Kitabı hazırlayan Andre Aciman ile birlikte 28 yazarın yer aldığı bir eser bu. Yazarların, Marcel Proust’un dev yapıtı Kayıp Zamanın İzinde’den en sevdikleri bölümler hakkında birbirinden etkileyici yorumlarını okudum. Bambaşka bakış açılarına ev sahipliği yaptığından dolayı, Proust’un olağanüstü eserine farklı pencerelerden bakma imkanı buldum. Ayrıca Proust Projesi’nde başka bir güzellik daha var: Her bölümde farklı bir yazarın yorumunu okumadan önce, önceki bölümün sonunda bizi Kayıp Zamanın İzinde’nin bir kesiti karşılıyor. Ve bu kesitten önce de kitapta gerçekleşen sahneye dair kısa bir özet de bulunuyor. Yani bu özeti-kesiti okuduktan sonra yazarın yorumunu okumak daha anlamlı oluyor.
İki yıl önce Mayıs ayında okuduğum Kayıp Zamanın İzinde’den sonra hayatımın bir daha eskisi gibi olamadığı o günlere gittim yine Proust Projesi’ni okurken… Hem dev yapıtın en sevdiğim bölümlerini okudum, hem de o bölümler hakkında yazılmış müthiş yorumları. Bu nedenlerle olsa gerek, mükemmel bir yolculuktu benim için.

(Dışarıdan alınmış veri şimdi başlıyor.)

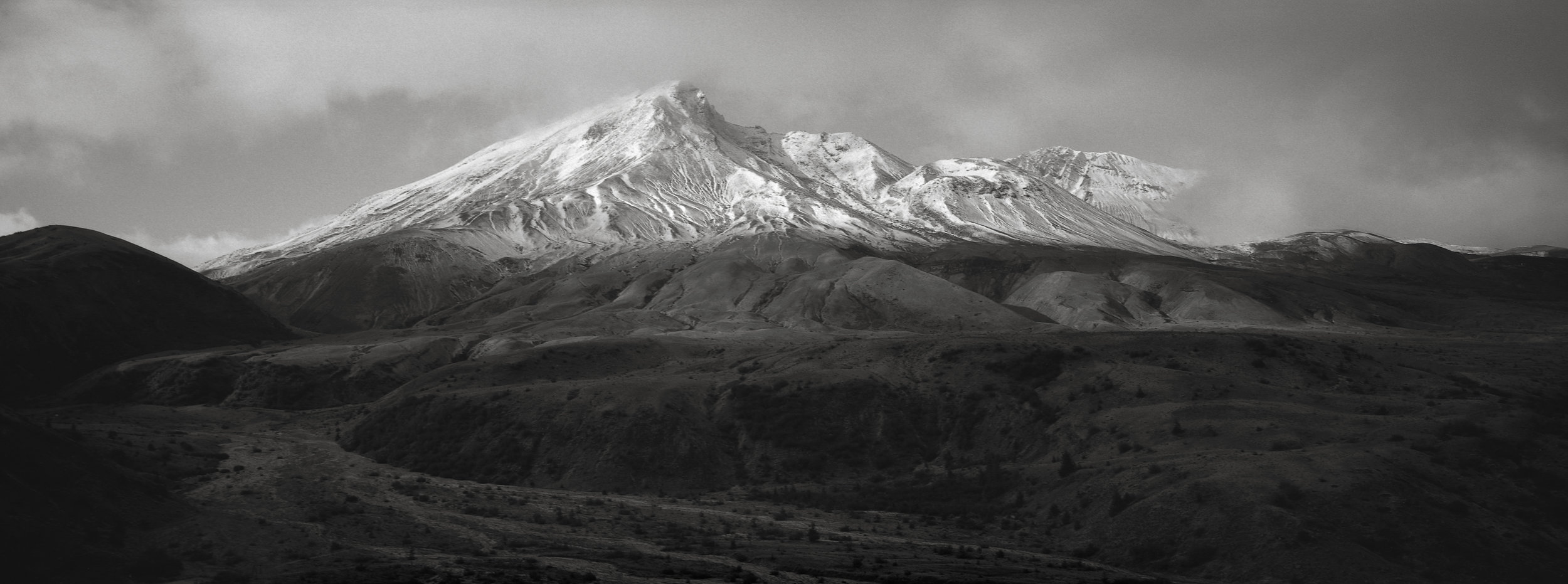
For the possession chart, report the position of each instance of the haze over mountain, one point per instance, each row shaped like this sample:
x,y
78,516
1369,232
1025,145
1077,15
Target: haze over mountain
x,y
645,342
656,169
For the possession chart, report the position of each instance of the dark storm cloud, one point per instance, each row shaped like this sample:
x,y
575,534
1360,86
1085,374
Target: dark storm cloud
x,y
1410,118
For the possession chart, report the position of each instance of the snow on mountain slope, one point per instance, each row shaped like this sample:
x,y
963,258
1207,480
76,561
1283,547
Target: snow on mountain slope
x,y
1130,189
992,201
664,167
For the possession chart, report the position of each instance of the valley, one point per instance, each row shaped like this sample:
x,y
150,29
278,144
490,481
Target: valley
x,y
1221,456
645,344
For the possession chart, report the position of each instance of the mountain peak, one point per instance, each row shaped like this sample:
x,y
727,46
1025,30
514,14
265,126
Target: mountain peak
x,y
662,166
1130,189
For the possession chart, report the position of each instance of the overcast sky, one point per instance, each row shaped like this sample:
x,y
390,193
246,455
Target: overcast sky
x,y
195,127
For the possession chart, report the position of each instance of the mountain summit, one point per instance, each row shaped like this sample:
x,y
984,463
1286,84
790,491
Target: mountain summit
x,y
664,166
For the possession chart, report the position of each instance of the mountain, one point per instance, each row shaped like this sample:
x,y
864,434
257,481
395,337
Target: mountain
x,y
656,169
1130,189
74,299
647,344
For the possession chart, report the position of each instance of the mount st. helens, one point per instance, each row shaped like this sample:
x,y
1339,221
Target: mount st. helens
x,y
844,366
657,170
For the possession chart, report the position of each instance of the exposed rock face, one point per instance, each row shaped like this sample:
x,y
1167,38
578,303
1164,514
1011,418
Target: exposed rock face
x,y
656,169
1130,189
74,299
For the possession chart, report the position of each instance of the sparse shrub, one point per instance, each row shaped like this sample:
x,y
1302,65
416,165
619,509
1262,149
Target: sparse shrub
x,y
1068,467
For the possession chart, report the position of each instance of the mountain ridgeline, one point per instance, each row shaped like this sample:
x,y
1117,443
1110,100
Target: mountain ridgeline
x,y
645,344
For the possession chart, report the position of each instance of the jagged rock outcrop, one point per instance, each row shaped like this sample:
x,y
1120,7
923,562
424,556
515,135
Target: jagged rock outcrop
x,y
1130,189
656,169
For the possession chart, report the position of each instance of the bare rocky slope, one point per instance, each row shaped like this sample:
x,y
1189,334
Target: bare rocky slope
x,y
656,169
645,344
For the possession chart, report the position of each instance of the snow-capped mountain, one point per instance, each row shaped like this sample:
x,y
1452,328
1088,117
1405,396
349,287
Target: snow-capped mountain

‘’Ah keşke zamanda geriye gidip o ilk anı geri getirebilsem ve tam olarak hangi koordinatlarda olduğunu tespit edebilsem, işte o zaman nihayet ilkinden sonuncusuna kadar tüm Marcel Proust deneyimlerime sarılabilirim.’’ /s.7
Proust Projesi’nin açılışını önsöz ile birlikte Andre Aciman yapar. Daha sonra eserin ortalarında tekrar görürüz onu. Bölüm başlıklarının adları, Kayıp Zamanın İzinde’nin içerisinde yer alan cümlelerden alınmış. Çok güzel olmuş!
Bölümler Kayıp Zamanın İzinde’nin ilk cildi Swann’ların Tarafı ile başlıyor, son cildi Yakalanan Zaman ile sona eriyor. Dev yapıtı ikinci kez okumuş kadar oldum; kesitler, özetler, yorumlar ve altını çizdiğim her şey ile tutkulu bir yolculuktu bu.
Proust Projesi dev yapıta ve yazarına dair yazılmış en iyi kaynak kitaplardan biri olabilir. Kurgudışı bir eser olması onu kurgudışının kalıplarına bağlı kılmamış; oldukça esnek, çizgisinden yer yer kopan ama ‘’Proust’’tan ayrılmayan nadide bir yapıt.
Proust Projesi’ni Kayıp Zamanın İzinde’yi bitirdikten sonra okumak gerekiyor. Kesitleri, sahne özetlerini ve yazarların yorumlarını anlamak adına böyle yapılması daha uygun olur. Ayrıca Proust Projesi dev yapıtı içselleştirmek için mükemmel bir seçim. Çünkü Kayıp Zamanın İzinde öylesine okunup geçilebilecek bir eser değil, zaten bir kez okuduktan sonra Proust’tan kopamıyorsunuz bir daha. İlk önce onun eserlerini, sonra da onun ve eseri hakkında yazılmış her kaynağı kitaplığınıza ekliyorsunuz birer birer. Edebiyatta tutkuyu derinden hissediyorsunuz artık. Yeri hiç dolmayan bir boşluktur bu his :)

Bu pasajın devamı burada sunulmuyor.